For me, and I am a cheapskate, the entire point of Carbon Fibre tripods is taking it, ie, the weight, they are remarkably lighter than their Aluminium cousins. A tripod you dn't take with you is worth nothing.

I have five tripods I have accumulated over the years, they all do different jobs but the one I take most often is the single carbon fiber one, the 055CXPRO3.

For me it has nothing to do with trends, it is 100% functionality.


----------



## neuroanatomist (May 15, 2014)

privatebydesign said:


> the entire point of Carbon Fibre tripods is taking it, ie, the weight, they are remarkably lighter than their Aluminium cousins.

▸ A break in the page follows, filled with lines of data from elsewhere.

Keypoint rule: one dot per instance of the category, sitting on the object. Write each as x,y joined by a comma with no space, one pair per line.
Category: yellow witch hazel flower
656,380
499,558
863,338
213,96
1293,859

CF damps vibration more effectively than aluminum (and wood is even better for that). Also, CF doesn't transmit heat as efficiently, meaning it's more comfortable to handle in cold temperatures.


----------



## privatebydesign (May 16, 2014)

neuroanatomist said:


> privatebydesign said:
> 
> 
> > the entire point of Carbon Fibre tripods is taking it, ie, the weight, they are remarkably lighter than their Aluminium cousins.
> ...



I do realise there are other benefits, but I did put "For me" at the beginning of my comment, because for me it is far and away the most important aspect of CF over Al.


----------



## Mt Spokane Photography (May 16, 2014)

privatebydesign said:


> neuroanatomist said:
> 
> 
> > privatebydesign said:
> ...


 
I love my CF legs, but if I were trying to get a good setup for $700, I'd save $ by getting used High quality aluminum legs and splurge on a good head and plates. There is really nothing wrong with aluminum.

I have some aluminum legs that never leave my studio, they are old Bogen / Manfrotto legs with geared column. I am 100 % against raising that column, but I do not need to in my studio. I also have a Manfrotto pistol grip head that is literally bolted to my light table. I've converted the Manfrotto RC2 QR plate to Arca Swiss by bolting a Kirk clamp to it, but I still accidentally trip that lever lock occasionally, even though it has a safety of sorts. I do like the pistol grip though. I had to go thru three of them before finding one that was a good one.

I just returned with another 1000 images shot tonight with the Benro legs and Kirk ball head. I used it for video as well as still. I'm not really a video type, I have a nice lower end Manfrotto fluid head, but it just sits in storage. A really good video head and legs like a Connor would set me back a ton of money.


----------